By
– November 10, 2011
Rachel Shabi was born in Israel to Jewish immigrants from Iraq, who came to Israel during the mass immigration of the early 1950’s but soon after moved to England, where she grew up and became a journalist. Shabi returned to Israel in order to investigate the current relations in Israel between Mizrahim (i.e. Jews from the Middle East and North Africa) and Ashkenazim (i.e. most Jews from Europe and the Americas). Her book is based on conversations with family members and other Mizrahi individuals she encountered in Israel as well as selected studies relating to the subject. Based on these sources Shabi describes life in Iraq, the mass immigration, life in development towns in Israel, and attitudes to Mizrahi culture and to Arabs.
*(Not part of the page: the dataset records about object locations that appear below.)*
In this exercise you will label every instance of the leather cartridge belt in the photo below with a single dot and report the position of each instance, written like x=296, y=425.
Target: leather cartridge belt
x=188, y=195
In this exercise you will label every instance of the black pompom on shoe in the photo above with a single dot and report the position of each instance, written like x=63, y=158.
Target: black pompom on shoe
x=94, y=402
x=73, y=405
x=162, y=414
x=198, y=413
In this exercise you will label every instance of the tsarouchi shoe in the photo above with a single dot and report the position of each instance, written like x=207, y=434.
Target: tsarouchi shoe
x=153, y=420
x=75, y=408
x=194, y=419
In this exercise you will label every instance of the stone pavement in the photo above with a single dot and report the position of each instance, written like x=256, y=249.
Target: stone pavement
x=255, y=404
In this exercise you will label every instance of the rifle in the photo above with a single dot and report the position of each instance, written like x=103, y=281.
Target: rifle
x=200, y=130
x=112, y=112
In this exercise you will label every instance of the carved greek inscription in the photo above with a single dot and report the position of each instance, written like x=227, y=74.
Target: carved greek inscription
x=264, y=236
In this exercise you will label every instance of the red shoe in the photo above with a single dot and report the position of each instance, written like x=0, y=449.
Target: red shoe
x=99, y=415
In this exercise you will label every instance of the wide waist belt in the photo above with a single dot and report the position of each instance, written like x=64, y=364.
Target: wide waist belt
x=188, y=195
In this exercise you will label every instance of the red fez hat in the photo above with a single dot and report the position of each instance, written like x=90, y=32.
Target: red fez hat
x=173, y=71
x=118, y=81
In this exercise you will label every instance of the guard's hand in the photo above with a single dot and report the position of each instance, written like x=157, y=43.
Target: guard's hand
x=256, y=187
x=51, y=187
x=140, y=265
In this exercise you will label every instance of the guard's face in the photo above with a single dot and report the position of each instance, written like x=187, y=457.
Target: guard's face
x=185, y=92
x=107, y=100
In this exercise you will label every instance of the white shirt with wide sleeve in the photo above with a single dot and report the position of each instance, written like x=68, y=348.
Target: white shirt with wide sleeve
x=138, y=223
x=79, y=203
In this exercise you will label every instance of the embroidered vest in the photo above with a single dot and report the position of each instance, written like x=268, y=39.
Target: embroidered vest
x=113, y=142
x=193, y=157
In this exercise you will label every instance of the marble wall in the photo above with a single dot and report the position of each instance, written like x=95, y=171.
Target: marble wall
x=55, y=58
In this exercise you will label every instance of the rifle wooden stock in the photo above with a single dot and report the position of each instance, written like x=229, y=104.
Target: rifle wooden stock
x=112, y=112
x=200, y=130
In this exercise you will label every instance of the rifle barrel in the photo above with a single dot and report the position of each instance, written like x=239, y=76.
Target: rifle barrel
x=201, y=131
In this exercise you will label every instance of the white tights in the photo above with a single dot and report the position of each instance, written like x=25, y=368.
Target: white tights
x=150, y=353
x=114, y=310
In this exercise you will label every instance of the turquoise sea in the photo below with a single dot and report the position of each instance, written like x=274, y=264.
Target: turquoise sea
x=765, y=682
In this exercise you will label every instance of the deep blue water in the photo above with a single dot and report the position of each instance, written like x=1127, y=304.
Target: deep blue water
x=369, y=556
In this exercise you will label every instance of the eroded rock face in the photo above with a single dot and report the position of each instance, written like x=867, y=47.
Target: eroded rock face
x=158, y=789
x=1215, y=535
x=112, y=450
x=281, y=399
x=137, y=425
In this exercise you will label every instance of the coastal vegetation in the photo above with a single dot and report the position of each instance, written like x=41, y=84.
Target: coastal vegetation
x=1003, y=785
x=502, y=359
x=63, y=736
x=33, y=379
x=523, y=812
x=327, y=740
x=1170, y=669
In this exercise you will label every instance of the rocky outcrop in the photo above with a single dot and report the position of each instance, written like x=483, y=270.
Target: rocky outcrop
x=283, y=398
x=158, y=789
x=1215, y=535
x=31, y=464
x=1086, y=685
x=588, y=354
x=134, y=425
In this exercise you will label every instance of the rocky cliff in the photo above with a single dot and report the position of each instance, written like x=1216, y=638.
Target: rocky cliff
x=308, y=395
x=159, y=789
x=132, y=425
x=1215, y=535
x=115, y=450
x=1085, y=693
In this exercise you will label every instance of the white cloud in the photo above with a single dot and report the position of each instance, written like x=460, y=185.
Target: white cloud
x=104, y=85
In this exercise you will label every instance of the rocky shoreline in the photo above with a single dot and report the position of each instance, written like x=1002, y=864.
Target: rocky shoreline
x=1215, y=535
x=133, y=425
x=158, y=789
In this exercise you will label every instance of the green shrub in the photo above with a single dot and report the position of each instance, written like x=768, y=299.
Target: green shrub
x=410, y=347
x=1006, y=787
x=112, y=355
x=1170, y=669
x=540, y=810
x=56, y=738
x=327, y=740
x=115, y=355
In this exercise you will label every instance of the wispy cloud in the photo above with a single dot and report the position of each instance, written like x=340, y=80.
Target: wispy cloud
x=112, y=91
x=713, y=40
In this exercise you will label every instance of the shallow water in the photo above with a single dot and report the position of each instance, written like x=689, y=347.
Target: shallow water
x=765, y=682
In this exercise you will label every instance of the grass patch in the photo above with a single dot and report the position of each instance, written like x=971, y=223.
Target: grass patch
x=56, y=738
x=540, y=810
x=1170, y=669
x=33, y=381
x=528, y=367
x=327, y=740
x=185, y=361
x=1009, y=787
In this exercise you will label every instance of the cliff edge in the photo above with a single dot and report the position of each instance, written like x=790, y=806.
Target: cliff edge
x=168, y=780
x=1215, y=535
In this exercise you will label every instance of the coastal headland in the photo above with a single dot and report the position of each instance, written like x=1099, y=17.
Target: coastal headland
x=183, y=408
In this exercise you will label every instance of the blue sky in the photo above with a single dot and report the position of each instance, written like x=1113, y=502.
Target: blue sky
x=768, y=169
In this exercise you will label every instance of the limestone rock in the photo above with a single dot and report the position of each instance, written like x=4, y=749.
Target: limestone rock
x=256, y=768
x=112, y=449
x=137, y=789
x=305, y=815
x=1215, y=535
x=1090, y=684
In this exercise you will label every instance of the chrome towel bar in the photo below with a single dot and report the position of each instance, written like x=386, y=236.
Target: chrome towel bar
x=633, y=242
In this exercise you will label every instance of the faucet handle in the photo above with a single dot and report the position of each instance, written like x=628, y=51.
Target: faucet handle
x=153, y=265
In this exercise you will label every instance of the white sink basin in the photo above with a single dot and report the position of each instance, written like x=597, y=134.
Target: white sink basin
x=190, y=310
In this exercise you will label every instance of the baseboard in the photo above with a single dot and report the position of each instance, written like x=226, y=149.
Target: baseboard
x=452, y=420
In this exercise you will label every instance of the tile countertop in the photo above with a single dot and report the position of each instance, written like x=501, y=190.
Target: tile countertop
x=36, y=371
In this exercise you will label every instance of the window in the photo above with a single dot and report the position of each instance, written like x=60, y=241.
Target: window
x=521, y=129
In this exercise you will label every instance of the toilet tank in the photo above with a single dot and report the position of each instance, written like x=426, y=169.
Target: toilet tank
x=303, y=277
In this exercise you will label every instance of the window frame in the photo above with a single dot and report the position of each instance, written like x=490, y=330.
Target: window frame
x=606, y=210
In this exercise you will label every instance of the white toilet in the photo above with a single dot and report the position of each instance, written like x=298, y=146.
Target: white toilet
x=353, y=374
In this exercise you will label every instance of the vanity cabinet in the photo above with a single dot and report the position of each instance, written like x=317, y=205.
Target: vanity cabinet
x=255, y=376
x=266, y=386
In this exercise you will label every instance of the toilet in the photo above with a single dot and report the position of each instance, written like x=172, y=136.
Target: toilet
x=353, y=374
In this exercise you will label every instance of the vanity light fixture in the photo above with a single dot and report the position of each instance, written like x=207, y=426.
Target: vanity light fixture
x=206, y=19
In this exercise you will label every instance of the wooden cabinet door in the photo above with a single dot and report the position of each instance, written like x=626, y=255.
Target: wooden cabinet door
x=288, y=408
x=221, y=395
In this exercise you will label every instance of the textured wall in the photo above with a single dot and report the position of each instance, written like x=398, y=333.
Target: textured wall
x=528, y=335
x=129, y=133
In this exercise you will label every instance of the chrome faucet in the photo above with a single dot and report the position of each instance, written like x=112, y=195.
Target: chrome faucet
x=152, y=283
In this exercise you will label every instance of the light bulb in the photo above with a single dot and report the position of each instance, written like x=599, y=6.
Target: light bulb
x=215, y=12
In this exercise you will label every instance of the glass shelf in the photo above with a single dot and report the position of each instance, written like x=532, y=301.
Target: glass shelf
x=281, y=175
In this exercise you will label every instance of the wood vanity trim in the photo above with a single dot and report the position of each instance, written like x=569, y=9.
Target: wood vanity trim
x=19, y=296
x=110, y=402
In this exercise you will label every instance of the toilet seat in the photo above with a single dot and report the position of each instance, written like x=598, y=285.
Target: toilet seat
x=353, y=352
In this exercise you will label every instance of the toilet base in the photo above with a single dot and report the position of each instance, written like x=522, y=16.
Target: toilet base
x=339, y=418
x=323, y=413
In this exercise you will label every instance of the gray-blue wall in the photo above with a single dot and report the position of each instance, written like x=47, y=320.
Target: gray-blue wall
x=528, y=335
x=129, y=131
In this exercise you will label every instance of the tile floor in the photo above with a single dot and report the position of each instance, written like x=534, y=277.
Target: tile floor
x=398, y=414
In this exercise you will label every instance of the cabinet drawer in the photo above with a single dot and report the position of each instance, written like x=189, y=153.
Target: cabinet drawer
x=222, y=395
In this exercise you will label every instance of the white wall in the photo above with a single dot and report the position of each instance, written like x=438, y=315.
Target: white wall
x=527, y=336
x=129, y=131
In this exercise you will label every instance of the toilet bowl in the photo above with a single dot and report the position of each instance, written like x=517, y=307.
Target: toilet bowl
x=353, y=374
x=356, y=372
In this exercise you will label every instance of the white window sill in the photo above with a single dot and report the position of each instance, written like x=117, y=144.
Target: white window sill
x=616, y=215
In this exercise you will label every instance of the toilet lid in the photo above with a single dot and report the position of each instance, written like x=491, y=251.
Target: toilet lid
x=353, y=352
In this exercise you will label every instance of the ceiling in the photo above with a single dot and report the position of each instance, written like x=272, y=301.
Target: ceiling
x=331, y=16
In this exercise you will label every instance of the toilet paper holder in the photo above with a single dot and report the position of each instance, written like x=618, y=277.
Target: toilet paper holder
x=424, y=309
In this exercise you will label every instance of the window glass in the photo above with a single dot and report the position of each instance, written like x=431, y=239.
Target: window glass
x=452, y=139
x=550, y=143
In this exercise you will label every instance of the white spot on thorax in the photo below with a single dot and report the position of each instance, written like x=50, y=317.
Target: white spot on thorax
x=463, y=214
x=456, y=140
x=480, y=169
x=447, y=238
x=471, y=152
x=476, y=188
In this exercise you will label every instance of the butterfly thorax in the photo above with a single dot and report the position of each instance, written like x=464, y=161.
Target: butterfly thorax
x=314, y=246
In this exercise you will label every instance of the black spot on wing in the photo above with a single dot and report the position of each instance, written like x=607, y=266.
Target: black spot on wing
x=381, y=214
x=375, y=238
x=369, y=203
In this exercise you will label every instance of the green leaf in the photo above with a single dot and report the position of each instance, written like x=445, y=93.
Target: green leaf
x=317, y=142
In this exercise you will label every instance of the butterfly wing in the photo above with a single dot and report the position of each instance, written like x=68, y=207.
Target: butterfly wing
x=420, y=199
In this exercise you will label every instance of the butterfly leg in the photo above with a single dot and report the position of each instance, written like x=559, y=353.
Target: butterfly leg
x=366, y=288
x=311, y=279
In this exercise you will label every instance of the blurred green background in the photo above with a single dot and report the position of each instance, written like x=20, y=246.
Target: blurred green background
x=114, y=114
She sees as the source for the Mizrahi- Ashkenazi relations in Israel the fact that the veteran Jews — mainly Ashkenazim — shaped Israel’s character to resemble Europe, and viewed Mizrahim as both primitive and similar to Arabs, the state’s enemies. The importance of this very personal book is in the insights it provides to feelings and attitudes of both groups toward social, cultural, and political conditions in Israel rather than in providing new data. Index, map, notes.
Rachel Simon, a librarian at Princeton University, does research on Jews in the modern Middle East and North Africa, with special reference to Libya, Ottoman Empire, women, and education.